Quickstart guide

Get the code and setup your environment on Unix (Linux or macOS)

The following instructions will walk you through the installation process of dNami on Unix. You need to have a working Python3 environment and a Fortran compiler (Intel’s ifort or the GNU gfortran compiler).

  1. Clone dNami from the github repository

    Navigate to the location you wish to place the code in and execute the following command:

    git clone git@github.com:dNamiLab/dNami.git
    

    By default, this will create a dNami folder containing the source code.

  2. Install the dependencies

    dNami depends on the following Python packages:

    • numpy

    • scons

    These can be installed using Pythons package installer pip:

    python3 -m pip install --user numpy scons
    
  3. Additional dependencies (strongly recommended)

    If you want to run dNami in a distributed memory environment (cluster) or on multiple cores you also need to install MPI and mpi4py. If you already have a working MPI installation you can install mpi4py using the Python package installer pip:

    python3 -m pip install --user mpi4py
    

    If you don’t have a working MPI installation you can use your Linux distributions package manager to install MPI.

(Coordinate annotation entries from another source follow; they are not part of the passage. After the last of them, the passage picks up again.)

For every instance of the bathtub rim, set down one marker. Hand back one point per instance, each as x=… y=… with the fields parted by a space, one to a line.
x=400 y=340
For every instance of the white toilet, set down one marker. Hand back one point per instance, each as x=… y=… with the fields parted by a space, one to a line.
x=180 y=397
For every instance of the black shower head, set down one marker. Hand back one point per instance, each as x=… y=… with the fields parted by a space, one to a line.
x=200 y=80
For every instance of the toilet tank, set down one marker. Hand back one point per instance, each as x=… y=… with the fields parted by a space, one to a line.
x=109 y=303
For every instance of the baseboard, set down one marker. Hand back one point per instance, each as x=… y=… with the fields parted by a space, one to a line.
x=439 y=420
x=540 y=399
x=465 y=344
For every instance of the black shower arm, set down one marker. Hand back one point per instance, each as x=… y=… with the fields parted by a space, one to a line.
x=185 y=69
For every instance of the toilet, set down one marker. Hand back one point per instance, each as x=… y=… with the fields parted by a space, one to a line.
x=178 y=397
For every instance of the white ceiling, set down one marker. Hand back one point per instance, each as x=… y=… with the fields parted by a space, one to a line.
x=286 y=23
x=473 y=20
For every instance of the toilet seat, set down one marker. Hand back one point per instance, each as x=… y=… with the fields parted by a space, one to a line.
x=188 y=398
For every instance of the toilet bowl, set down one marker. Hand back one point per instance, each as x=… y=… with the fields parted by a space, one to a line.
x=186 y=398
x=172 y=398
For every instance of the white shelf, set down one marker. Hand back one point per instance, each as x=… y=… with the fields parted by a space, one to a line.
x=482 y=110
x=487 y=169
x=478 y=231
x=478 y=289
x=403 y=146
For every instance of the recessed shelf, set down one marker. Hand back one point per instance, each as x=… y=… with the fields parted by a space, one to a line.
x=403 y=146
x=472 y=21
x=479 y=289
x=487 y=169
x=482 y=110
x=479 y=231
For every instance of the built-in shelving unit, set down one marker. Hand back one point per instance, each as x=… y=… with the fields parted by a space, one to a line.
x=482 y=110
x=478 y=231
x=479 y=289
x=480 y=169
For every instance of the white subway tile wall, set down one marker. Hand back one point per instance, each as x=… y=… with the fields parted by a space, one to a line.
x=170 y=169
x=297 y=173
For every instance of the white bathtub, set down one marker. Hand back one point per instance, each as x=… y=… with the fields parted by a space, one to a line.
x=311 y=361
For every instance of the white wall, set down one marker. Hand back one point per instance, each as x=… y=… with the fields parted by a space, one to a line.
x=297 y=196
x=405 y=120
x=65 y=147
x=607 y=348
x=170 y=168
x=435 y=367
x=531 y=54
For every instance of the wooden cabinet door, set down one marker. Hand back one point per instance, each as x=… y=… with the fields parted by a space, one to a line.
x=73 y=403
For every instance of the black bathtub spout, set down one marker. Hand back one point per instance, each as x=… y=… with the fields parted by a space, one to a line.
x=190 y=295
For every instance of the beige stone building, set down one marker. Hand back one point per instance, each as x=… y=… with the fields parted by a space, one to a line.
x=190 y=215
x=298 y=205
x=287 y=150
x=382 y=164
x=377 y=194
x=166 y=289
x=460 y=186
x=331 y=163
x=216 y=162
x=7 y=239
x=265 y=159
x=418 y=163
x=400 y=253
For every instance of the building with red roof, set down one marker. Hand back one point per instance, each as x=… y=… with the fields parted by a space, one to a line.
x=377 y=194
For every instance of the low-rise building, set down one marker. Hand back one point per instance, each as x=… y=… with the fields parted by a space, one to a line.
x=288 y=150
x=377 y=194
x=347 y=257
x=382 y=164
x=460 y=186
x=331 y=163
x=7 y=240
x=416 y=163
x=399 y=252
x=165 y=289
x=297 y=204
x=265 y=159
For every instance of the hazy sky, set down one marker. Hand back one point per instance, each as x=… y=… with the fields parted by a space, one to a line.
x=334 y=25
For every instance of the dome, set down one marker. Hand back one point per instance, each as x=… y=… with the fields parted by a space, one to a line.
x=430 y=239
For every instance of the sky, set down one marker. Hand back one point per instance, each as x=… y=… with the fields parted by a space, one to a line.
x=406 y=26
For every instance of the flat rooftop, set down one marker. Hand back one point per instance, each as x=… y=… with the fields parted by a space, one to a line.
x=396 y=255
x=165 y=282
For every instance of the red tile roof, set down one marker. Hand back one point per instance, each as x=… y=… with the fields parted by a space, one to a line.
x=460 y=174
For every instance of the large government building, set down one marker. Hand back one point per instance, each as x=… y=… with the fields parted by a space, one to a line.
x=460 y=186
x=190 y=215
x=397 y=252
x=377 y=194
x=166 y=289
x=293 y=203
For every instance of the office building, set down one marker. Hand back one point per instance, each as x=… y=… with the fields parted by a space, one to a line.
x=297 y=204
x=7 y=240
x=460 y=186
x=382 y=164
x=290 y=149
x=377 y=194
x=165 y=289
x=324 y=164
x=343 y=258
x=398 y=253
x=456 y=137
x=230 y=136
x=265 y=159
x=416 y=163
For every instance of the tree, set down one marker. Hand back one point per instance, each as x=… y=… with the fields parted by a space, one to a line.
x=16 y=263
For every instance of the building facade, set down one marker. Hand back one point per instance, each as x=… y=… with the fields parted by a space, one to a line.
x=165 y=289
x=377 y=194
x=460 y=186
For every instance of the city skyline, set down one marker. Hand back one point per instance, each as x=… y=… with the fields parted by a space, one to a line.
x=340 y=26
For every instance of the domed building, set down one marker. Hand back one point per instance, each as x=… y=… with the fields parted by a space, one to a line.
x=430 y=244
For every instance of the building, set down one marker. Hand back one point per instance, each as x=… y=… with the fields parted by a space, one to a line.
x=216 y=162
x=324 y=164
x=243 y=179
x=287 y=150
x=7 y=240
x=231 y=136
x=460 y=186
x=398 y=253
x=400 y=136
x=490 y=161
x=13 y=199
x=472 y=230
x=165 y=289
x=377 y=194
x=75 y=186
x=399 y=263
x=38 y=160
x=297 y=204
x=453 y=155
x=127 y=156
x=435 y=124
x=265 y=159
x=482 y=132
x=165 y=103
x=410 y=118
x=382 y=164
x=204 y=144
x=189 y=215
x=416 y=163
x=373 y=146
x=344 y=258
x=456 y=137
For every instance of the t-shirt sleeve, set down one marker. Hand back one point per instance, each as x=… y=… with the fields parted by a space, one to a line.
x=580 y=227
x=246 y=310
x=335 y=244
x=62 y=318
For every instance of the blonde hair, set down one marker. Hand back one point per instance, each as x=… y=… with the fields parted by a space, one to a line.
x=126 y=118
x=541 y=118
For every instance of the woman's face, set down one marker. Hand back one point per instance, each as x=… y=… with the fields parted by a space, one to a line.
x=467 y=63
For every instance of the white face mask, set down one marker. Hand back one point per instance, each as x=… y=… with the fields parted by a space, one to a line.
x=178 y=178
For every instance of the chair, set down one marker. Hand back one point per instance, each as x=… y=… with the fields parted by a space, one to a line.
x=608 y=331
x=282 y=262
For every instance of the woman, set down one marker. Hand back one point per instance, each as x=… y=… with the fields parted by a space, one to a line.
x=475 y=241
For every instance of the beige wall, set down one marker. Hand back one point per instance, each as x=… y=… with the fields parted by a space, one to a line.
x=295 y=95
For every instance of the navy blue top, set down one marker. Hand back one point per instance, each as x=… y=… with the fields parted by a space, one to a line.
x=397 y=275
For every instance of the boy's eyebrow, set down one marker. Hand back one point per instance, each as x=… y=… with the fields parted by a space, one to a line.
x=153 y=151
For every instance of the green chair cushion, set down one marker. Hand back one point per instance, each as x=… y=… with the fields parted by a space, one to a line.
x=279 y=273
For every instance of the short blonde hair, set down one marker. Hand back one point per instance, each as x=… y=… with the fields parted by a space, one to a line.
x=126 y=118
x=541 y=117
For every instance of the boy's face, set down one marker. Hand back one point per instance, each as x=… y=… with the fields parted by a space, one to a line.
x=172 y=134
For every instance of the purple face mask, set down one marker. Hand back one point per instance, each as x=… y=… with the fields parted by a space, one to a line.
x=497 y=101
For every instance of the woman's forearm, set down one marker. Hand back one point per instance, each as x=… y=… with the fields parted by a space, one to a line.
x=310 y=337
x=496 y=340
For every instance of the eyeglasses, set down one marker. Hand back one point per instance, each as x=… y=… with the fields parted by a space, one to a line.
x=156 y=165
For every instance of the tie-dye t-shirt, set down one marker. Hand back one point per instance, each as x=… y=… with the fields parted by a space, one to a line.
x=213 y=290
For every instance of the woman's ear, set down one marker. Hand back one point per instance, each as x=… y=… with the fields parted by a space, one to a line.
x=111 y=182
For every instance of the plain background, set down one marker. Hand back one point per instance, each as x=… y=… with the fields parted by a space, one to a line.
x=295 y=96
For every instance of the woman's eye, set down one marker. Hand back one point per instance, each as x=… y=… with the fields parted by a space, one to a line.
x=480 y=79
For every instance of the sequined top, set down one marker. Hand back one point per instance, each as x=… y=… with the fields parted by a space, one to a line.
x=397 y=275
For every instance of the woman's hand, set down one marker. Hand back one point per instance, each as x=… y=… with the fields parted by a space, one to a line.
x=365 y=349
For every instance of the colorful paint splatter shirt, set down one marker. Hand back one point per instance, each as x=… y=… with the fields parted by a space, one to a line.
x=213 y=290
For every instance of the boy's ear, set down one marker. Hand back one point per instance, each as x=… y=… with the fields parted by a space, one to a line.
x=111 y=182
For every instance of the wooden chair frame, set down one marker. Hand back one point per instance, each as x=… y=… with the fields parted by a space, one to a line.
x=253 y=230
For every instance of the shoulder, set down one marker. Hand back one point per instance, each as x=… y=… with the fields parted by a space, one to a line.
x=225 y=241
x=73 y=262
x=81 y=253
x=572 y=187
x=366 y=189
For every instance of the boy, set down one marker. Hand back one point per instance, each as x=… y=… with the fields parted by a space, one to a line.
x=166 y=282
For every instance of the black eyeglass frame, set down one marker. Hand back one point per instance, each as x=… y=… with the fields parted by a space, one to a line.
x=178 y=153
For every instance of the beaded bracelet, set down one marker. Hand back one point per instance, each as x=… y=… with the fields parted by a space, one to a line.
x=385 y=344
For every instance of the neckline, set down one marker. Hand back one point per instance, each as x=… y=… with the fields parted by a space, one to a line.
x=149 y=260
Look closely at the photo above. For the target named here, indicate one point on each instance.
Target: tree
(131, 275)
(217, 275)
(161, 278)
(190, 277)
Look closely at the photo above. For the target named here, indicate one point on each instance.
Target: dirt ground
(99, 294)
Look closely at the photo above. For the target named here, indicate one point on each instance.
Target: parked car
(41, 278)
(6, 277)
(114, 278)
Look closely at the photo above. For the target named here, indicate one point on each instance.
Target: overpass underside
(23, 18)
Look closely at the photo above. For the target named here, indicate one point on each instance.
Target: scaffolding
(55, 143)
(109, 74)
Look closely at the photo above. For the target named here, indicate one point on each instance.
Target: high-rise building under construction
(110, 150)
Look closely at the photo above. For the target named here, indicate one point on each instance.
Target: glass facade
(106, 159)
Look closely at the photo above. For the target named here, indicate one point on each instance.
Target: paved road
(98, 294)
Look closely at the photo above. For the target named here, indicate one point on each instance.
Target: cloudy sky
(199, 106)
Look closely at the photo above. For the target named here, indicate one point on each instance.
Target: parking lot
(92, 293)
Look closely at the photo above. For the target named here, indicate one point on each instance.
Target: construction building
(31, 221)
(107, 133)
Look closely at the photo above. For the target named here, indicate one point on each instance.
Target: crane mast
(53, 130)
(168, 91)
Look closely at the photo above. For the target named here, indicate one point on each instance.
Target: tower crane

    The following command will install OpenMPI on Ubuntu:

    sudo apt-get -y install openmpi-bin
    

    The following command will install OpenMPI on macOS (if homebrew is installed):

    brew install open-mpi
    

    If you are running a different Linux distribution check the documentation on how to install MPI.

Steps to run a case

In general, the steps to running a case will be:

Note

  1. Place an equations.py (containing the governing equations) and a genRhs.py (containing the numerical parameters) in the dNami/src/generate/ folder.

  2. Change up to dNami/src/ and run the ./install_clean.sh script to translate the pseudo-code and compile the generated Fortran code.

  3. Source the environment variables (which add the required locations to the Python path) by running source env_dNami.sh in dNami/src/

  4. Change into a user-created work directory (e.g. dNami/wrk/) where the compute.py file has been placed.

  5. Run the computation in parallel e.g. with mpirun -np N python3 compute.py (where N is the number of processes) or in serial mode python3 compute.py depending on the decomposition chosen in the compute.py.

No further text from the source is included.